Piecewise optimal trajectories of observer for bearings-only tracking of maneuvering target

Abstract

This paper provides a general framework for optimizing the trajectory of an observer by means of bearings-only tracking (BOT) in the case where the source is maneuvering. The basic problem of target motion analysis (TMA) is to estimate the trajectory of an object from noise corrupted sensor data. In the BOT context, the source state is only partially observed through nonlinear measurements, and the quality of the estimation strongly depends on the observer trajectory. We assume that the source has maneuvering capabilities, which is a case of practical interest though the TMA performance may be dramatically degraded. To characterize more precisely observer-optimal maneuvers, we have to be able to determine the optimal course. To this purpose, the common approach consists in maximizing the determinant of the Fisher information matrix (FIM) by an iterative algorithm to obtain an optimal observer trajectory.

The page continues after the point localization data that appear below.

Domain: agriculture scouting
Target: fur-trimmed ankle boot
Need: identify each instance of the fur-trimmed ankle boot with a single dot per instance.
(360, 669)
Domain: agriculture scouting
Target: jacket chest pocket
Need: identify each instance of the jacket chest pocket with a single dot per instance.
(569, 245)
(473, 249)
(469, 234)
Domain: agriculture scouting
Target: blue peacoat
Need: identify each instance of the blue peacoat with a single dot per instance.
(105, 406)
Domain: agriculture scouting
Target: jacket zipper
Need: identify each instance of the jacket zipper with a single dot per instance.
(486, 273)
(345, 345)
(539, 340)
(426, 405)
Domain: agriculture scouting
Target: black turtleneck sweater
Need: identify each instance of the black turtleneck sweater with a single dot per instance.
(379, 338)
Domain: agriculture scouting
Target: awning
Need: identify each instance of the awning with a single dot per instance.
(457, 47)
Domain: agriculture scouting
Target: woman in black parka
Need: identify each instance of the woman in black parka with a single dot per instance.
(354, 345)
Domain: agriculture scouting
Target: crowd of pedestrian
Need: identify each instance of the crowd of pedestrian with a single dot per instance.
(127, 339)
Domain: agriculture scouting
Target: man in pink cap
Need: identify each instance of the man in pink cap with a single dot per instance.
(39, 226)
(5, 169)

In our framework, a cumulative sum of bearing rates and relative distance between the target and observer is used as reward function, and the chosen maneuver will be the one that maximizes the mathematical expectation of the reward function. The target's motion is quantized, and an extended Kalman filter is used to estimate the position and velocity of the target and to provide the initial distribution for each optimization period. The proposed algorithm is a closed-loop control, and by maximizing the reward function, it allows to automatically compute the suboptimal maneuver. The applicability of our approach is demonstrated on realistic scenarios.